Twenty-nine percent "felt that students should be taught to write lengthy papers in high school," Simpson reported. Seven percent "felt that long papers were not necessary but that emphasizing writing across the disciplines would be enough for students to learn how to focus on a topic and follow through with concepts," she said.

Here is what some of her freshmen said:

"Not once in my four years of high school was I required to turn in a paper of over 1,000 words."

"My high school instructors didn't have time to grade or teach . . . longer, in-depth papers. It was hard transitioning from high school with no writing experience to college."

"I was not required to write long papers ever. The teachers claimed that it would be too much to grade."

"My [high school] teachers assigned small [papers]; assignments that have not proved beneficial in the long run."

One student who was home-schooled in high school praised the Seton Home Study School program, which required a lot of writing. But another said, "I hated writing [and] convinced my mom to stop making me write."

Some were lucky. "I had excellent English teachers who assigned papers almost weekly and had us writing every day," one student said. Another said that more high school writing was necessary but that my call for more 4,000-word (about 16 pages) papers was too much. "I was never assigned a paper needing more than 2,000 words, yet I am confident that my research skills still stand strong," the student said.

In what many teachers of my acquaintance would consider an understatement, Simpson said that "students do not always embrace the learning opportunities that fill the school day." In other words, teachers have to be persistent and tough.
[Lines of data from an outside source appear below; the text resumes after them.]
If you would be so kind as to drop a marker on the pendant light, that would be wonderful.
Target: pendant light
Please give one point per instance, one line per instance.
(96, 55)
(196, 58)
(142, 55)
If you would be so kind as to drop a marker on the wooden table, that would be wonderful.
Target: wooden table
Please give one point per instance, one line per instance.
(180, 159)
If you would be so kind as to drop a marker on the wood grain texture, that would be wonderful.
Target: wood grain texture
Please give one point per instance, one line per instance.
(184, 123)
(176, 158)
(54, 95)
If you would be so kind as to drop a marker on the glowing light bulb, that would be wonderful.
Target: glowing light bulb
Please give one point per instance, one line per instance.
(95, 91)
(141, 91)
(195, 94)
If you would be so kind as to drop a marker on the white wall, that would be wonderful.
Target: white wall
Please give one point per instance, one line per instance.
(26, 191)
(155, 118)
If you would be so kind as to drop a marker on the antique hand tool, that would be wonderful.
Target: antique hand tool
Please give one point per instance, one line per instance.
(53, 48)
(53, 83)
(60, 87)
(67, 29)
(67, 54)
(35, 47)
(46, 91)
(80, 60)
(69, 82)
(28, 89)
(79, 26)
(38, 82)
"Plenty of books detailing various methods of teaching writing attempt to maximize student success and minimize educators' time and level of disillusionment," she wrote. "The truth is that learning to write takes a great deal of practice, and giving students feedback takes time and effort."

That responsibility falls more heavily on college professors such as Simpson than it should. I sense some high schools are getting the message. The ability to research questions and explain the results clearly is needed not just in college but in just about every trade or profession, and in life. Our teenagers will complain when we make them do it, but someday some of them might tell us, as they did Simpson, they were glad they did.